In conclusione, i pazienti con NSTEACS sono una popolazione molto eterogenea che, come preconizzato dalla originale classificazione di Braunwald11 spazia dalle forme in crescendo dell’angina da sforzo, alle forme più severe con malattia multivasale e shock cardiogeno. La coronarografia si è dimostrata un insostituibile strumento diagnostico, sia nei casi dubbi che in quelli eclatanti: chiunque si confronti quotidianamente con questi pazienti sa bene che i riscontri inattesi sono all’ ordine del giorno.
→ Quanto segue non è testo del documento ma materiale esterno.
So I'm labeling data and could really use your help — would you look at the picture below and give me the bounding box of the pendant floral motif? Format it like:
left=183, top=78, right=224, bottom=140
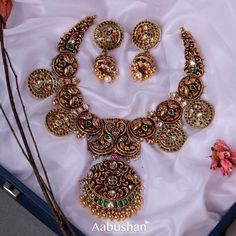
left=80, top=160, right=143, bottom=220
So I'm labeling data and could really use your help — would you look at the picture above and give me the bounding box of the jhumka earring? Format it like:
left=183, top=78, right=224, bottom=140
left=130, top=20, right=161, bottom=81
left=94, top=20, right=123, bottom=83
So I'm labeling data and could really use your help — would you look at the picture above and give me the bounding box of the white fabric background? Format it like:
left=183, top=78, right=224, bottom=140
left=0, top=0, right=236, bottom=236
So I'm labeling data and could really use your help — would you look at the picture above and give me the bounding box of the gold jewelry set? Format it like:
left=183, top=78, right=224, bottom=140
left=28, top=17, right=214, bottom=220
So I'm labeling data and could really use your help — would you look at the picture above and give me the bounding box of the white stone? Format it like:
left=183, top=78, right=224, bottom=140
left=104, top=75, right=112, bottom=83
left=107, top=202, right=114, bottom=208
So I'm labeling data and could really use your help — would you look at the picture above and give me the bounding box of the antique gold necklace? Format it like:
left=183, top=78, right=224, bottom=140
left=28, top=17, right=214, bottom=220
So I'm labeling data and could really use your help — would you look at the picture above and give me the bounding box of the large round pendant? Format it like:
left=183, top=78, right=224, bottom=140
left=28, top=69, right=58, bottom=98
left=80, top=160, right=143, bottom=220
left=184, top=99, right=214, bottom=129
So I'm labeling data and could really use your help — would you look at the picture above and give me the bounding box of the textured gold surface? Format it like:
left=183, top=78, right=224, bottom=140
left=132, top=20, right=161, bottom=51
left=28, top=69, right=58, bottom=98
left=52, top=53, right=78, bottom=78
left=94, top=20, right=123, bottom=50
left=178, top=75, right=204, bottom=100
left=184, top=99, right=214, bottom=128
left=156, top=100, right=182, bottom=123
left=80, top=160, right=143, bottom=220
left=156, top=124, right=186, bottom=152
left=45, top=109, right=75, bottom=136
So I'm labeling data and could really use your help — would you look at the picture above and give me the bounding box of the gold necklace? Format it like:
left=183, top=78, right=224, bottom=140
left=28, top=17, right=214, bottom=220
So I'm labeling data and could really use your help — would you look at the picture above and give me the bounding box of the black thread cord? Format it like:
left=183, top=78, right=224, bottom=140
left=0, top=16, right=76, bottom=236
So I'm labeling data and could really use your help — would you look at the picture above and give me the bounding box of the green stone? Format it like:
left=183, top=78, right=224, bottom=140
left=118, top=201, right=124, bottom=207
left=66, top=42, right=75, bottom=50
left=59, top=60, right=66, bottom=67
left=98, top=199, right=102, bottom=206
left=123, top=199, right=129, bottom=205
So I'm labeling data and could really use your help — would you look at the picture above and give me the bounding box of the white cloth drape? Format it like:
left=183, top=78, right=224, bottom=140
left=0, top=0, right=236, bottom=236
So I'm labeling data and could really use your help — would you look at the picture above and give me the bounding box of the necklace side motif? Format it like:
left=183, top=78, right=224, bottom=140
left=28, top=17, right=214, bottom=220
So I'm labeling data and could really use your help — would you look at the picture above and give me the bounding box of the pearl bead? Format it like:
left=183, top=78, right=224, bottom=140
left=104, top=75, right=112, bottom=83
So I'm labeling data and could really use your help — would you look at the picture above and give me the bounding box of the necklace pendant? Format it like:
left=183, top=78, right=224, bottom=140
left=80, top=160, right=143, bottom=220
left=184, top=99, right=214, bottom=129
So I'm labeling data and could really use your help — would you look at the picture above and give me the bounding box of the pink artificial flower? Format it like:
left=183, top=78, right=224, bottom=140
left=0, top=0, right=12, bottom=26
left=210, top=140, right=236, bottom=176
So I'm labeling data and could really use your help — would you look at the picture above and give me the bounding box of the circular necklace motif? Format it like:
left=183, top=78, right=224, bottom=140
left=28, top=17, right=214, bottom=220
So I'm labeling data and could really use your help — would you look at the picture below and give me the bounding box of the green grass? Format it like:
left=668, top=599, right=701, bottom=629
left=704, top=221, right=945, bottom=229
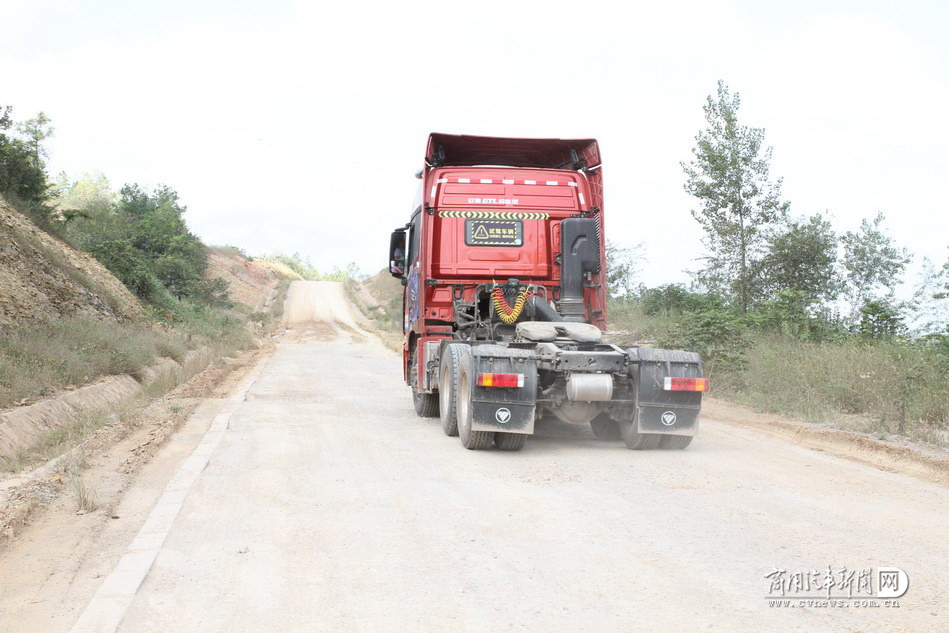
left=0, top=317, right=189, bottom=408
left=713, top=335, right=949, bottom=445
left=608, top=301, right=949, bottom=446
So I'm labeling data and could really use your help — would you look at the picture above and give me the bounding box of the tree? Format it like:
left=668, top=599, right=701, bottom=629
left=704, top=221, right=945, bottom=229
left=911, top=248, right=949, bottom=335
left=606, top=240, right=643, bottom=298
left=842, top=212, right=911, bottom=321
left=0, top=106, right=47, bottom=205
left=762, top=215, right=839, bottom=310
left=16, top=112, right=55, bottom=169
left=681, top=81, right=790, bottom=312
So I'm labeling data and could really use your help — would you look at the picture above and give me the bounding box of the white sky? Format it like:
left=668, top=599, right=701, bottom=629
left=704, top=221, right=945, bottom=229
left=0, top=0, right=949, bottom=285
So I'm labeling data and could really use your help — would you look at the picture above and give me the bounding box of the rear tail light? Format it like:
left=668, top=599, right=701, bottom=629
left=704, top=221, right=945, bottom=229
left=478, top=374, right=524, bottom=387
left=663, top=377, right=708, bottom=391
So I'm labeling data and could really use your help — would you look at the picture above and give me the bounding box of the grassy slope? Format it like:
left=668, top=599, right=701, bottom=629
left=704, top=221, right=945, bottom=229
left=609, top=302, right=949, bottom=446
left=354, top=272, right=949, bottom=446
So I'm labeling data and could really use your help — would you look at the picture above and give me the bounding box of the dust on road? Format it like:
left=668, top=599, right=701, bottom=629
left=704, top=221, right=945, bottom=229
left=0, top=282, right=949, bottom=633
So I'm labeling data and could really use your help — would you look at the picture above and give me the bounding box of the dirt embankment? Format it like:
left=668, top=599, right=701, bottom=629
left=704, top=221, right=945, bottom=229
left=205, top=247, right=290, bottom=312
left=0, top=199, right=142, bottom=327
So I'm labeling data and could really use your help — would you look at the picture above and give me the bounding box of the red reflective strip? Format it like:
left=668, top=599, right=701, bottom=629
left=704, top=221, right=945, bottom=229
left=478, top=374, right=524, bottom=387
left=664, top=377, right=708, bottom=391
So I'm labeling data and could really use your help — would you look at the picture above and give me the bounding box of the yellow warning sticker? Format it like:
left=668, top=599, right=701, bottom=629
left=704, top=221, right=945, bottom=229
left=465, top=220, right=524, bottom=246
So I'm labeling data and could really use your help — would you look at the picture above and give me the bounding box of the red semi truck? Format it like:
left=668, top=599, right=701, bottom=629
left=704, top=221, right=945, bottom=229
left=389, top=134, right=708, bottom=450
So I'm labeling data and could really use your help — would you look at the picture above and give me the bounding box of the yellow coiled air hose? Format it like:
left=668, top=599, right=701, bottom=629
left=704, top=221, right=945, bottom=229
left=491, top=286, right=531, bottom=323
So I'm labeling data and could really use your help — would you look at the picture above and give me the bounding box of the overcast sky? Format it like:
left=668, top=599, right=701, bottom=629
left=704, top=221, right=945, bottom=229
left=0, top=0, right=949, bottom=285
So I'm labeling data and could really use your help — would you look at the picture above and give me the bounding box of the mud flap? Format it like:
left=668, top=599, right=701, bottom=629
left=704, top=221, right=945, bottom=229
left=626, top=347, right=703, bottom=435
left=471, top=345, right=537, bottom=434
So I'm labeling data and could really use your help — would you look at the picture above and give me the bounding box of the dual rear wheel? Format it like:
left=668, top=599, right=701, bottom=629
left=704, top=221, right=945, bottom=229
left=438, top=343, right=527, bottom=451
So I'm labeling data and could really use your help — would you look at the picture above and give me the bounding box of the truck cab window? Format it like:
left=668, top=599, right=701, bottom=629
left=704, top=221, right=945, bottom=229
left=406, top=207, right=422, bottom=266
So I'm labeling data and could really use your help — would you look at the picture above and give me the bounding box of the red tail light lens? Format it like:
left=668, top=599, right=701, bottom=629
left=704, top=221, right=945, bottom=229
left=663, top=377, right=708, bottom=391
left=478, top=374, right=524, bottom=388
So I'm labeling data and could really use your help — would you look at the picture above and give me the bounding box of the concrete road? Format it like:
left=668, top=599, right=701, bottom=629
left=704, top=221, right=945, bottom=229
left=74, top=282, right=949, bottom=633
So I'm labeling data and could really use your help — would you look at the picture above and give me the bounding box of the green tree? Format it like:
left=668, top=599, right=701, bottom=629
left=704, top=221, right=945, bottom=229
left=762, top=215, right=839, bottom=310
left=856, top=299, right=905, bottom=338
left=0, top=106, right=48, bottom=202
left=842, top=213, right=911, bottom=321
left=606, top=240, right=643, bottom=298
left=682, top=81, right=789, bottom=312
left=16, top=112, right=55, bottom=169
left=911, top=248, right=949, bottom=335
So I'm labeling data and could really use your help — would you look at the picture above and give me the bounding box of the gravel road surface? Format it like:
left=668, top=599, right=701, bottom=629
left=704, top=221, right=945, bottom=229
left=22, top=282, right=949, bottom=633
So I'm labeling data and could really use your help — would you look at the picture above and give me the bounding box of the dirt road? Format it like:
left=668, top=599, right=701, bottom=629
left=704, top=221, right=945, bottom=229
left=0, top=282, right=949, bottom=633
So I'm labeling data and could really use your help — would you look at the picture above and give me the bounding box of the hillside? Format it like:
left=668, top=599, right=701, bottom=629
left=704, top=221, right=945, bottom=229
left=205, top=247, right=286, bottom=312
left=0, top=200, right=143, bottom=328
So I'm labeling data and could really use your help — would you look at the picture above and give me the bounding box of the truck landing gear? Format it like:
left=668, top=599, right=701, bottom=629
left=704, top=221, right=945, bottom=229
left=409, top=353, right=438, bottom=418
left=438, top=344, right=467, bottom=437
left=453, top=345, right=494, bottom=450
left=590, top=413, right=620, bottom=441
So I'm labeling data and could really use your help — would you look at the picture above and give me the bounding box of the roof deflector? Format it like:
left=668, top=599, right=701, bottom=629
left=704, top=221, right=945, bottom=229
left=425, top=133, right=600, bottom=171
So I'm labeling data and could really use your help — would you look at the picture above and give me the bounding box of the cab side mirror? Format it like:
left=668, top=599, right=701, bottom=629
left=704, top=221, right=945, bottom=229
left=389, top=227, right=405, bottom=279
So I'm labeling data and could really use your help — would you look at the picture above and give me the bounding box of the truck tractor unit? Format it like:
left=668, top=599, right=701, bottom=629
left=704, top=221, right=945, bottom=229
left=389, top=134, right=708, bottom=450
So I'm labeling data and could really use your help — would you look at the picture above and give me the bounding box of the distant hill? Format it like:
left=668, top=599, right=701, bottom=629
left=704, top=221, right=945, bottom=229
left=0, top=199, right=143, bottom=328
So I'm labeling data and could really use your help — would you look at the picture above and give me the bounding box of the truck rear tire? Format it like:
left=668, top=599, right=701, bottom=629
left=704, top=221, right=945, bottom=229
left=619, top=420, right=662, bottom=451
left=494, top=433, right=527, bottom=451
left=659, top=435, right=692, bottom=450
left=454, top=345, right=494, bottom=450
left=438, top=343, right=468, bottom=437
left=590, top=413, right=620, bottom=441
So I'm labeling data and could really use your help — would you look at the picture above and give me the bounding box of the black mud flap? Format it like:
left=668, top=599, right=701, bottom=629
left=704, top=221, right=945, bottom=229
left=626, top=347, right=703, bottom=435
left=471, top=345, right=537, bottom=434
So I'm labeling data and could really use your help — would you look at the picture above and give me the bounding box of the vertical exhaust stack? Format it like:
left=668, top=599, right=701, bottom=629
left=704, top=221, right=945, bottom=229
left=557, top=218, right=600, bottom=321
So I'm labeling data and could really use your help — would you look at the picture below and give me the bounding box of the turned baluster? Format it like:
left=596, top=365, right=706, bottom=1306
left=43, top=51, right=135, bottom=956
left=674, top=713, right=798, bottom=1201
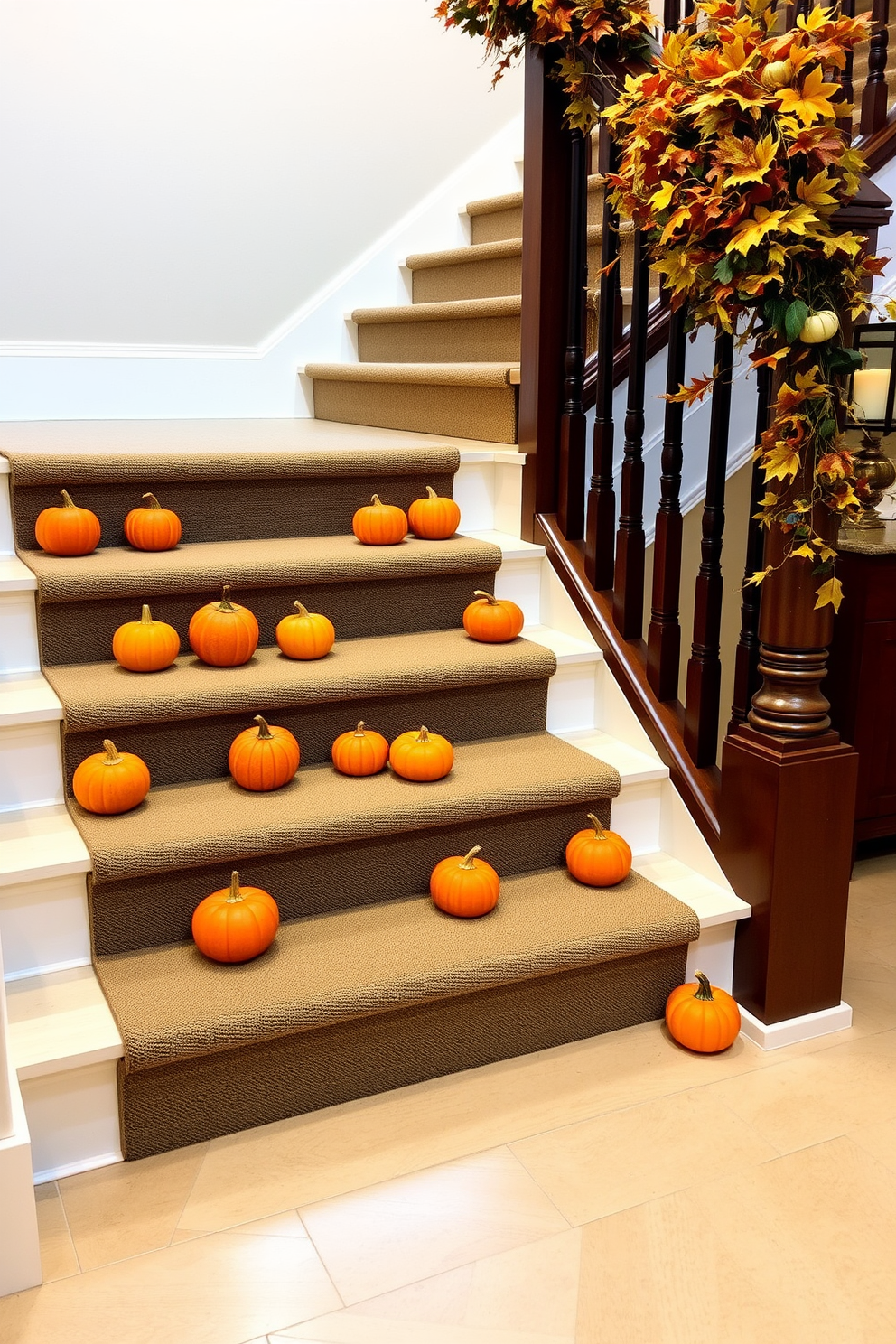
left=648, top=303, right=687, bottom=700
left=684, top=331, right=733, bottom=766
left=728, top=366, right=771, bottom=733
left=584, top=126, right=620, bottom=589
left=858, top=0, right=890, bottom=135
left=612, top=229, right=650, bottom=639
left=557, top=129, right=588, bottom=542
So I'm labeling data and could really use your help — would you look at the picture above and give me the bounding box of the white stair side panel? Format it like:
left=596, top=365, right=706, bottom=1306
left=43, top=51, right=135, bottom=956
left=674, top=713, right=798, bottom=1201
left=0, top=873, right=90, bottom=980
left=0, top=721, right=63, bottom=813
left=20, top=1059, right=122, bottom=1185
left=0, top=591, right=41, bottom=673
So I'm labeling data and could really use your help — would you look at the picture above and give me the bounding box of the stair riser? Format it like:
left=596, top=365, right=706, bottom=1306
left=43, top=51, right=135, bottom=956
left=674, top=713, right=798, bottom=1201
left=6, top=471, right=454, bottom=550
left=358, top=310, right=520, bottom=364
left=0, top=590, right=41, bottom=673
left=122, top=947, right=686, bottom=1159
left=41, top=570, right=494, bottom=675
left=314, top=379, right=516, bottom=443
left=0, top=719, right=63, bottom=813
left=20, top=1059, right=121, bottom=1185
left=91, top=781, right=610, bottom=956
left=64, top=680, right=548, bottom=791
left=0, top=873, right=90, bottom=980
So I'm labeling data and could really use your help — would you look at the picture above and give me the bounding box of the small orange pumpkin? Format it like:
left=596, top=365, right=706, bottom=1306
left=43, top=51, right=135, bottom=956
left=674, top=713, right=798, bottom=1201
left=331, top=719, right=388, bottom=776
left=389, top=727, right=454, bottom=782
left=275, top=602, right=336, bottom=660
left=33, top=490, right=101, bottom=555
left=188, top=583, right=258, bottom=668
left=125, top=493, right=182, bottom=551
left=71, top=738, right=149, bottom=815
left=227, top=714, right=301, bottom=793
left=667, top=970, right=740, bottom=1055
left=352, top=495, right=407, bottom=546
left=463, top=589, right=526, bottom=644
left=407, top=485, right=461, bottom=542
left=192, top=873, right=279, bottom=962
left=567, top=812, right=631, bottom=887
left=430, top=844, right=501, bottom=919
left=111, top=602, right=180, bottom=672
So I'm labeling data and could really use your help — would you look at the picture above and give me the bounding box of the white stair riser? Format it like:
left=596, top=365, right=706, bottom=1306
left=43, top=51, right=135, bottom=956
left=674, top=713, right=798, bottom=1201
left=20, top=1059, right=121, bottom=1185
left=0, top=873, right=90, bottom=980
left=453, top=454, right=523, bottom=537
left=0, top=719, right=63, bottom=813
left=0, top=592, right=41, bottom=673
left=686, top=920, right=738, bottom=994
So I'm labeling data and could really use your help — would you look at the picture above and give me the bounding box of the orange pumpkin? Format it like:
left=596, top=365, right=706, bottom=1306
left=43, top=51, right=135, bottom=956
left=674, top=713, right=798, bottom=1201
left=352, top=495, right=407, bottom=546
left=389, top=727, right=454, bottom=781
left=667, top=970, right=740, bottom=1055
left=331, top=719, right=388, bottom=776
left=192, top=873, right=279, bottom=962
left=430, top=844, right=501, bottom=919
left=463, top=589, right=524, bottom=644
left=407, top=485, right=461, bottom=542
left=567, top=812, right=631, bottom=887
left=188, top=583, right=258, bottom=668
left=71, top=738, right=149, bottom=815
left=276, top=602, right=336, bottom=660
left=33, top=490, right=101, bottom=555
left=227, top=714, right=300, bottom=793
left=111, top=602, right=180, bottom=672
left=125, top=495, right=182, bottom=551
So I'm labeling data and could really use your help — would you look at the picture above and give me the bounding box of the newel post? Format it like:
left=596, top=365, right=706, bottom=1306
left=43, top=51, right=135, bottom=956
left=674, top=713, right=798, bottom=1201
left=719, top=182, right=891, bottom=1025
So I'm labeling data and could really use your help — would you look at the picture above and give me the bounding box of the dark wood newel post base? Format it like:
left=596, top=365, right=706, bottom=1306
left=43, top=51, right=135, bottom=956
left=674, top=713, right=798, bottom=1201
left=720, top=726, right=858, bottom=1025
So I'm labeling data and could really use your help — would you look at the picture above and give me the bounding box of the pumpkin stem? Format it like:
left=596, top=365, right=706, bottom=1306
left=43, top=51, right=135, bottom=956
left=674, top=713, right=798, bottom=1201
left=695, top=970, right=714, bottom=1003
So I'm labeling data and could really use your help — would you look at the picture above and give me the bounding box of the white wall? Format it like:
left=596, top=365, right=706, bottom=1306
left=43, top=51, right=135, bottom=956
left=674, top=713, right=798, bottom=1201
left=0, top=0, right=521, bottom=419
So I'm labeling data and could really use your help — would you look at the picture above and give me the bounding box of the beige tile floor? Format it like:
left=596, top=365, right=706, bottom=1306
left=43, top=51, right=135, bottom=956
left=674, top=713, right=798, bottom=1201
left=0, top=854, right=896, bottom=1344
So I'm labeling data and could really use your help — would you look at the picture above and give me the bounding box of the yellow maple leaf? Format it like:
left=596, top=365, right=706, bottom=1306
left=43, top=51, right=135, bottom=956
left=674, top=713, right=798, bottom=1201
left=731, top=206, right=786, bottom=256
left=816, top=579, right=844, bottom=611
left=779, top=66, right=841, bottom=126
left=797, top=168, right=837, bottom=206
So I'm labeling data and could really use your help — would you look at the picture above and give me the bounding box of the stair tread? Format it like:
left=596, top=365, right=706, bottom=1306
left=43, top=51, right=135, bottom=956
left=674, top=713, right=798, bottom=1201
left=23, top=535, right=501, bottom=602
left=50, top=630, right=556, bottom=733
left=3, top=441, right=458, bottom=488
left=352, top=294, right=523, bottom=327
left=466, top=172, right=603, bottom=217
left=305, top=360, right=520, bottom=390
left=70, top=723, right=620, bottom=883
left=97, top=868, right=698, bottom=1069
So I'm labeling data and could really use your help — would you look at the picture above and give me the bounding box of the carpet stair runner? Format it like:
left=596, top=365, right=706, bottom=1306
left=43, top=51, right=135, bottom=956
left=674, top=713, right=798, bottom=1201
left=8, top=448, right=698, bottom=1157
left=305, top=173, right=634, bottom=443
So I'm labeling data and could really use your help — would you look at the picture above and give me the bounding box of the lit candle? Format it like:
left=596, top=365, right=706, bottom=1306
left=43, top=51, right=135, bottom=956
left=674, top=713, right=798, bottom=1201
left=853, top=369, right=890, bottom=421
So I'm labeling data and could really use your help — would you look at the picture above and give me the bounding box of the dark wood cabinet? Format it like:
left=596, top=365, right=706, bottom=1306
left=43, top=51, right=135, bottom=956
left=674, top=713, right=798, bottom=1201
left=822, top=521, right=896, bottom=840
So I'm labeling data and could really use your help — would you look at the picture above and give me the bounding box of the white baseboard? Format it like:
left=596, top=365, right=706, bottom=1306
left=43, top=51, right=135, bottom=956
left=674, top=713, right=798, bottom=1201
left=740, top=1002, right=853, bottom=1050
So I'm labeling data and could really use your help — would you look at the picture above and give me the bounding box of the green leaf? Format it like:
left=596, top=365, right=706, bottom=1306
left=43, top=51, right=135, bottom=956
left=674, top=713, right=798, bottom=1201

Nonostante l’atteggiamento dogmatico delle Linee Guida sull’urgenza della diagnosi, il tempo sembra essere molto meno importante che nello STEMI, sebbene il ritardo diagnostico, a mio parere, esponga a inutili pasticci farmacologici non privi di rischi. I benefici principali di un approccio early aggressive sono da ricercarsi nella più veloce e precisa definizione diagnostica, e nella prevenzione delle recidive infartuali, dato concorde in tutti i trial randomizzati. Lo studio RITA 3 era stato l’unico a dimostrare una riduzione di mortalità a 5 anni. Quale terapia ha mai mostrato tanto, se non quella dello STEMI e le fortunate eradicazioni chirurgiche o farmacologiche di alcune neoplasie? Gridare allo scandalo (“revisitation of guidelines & new studies warranted”) mi sembra veramente eccessivo.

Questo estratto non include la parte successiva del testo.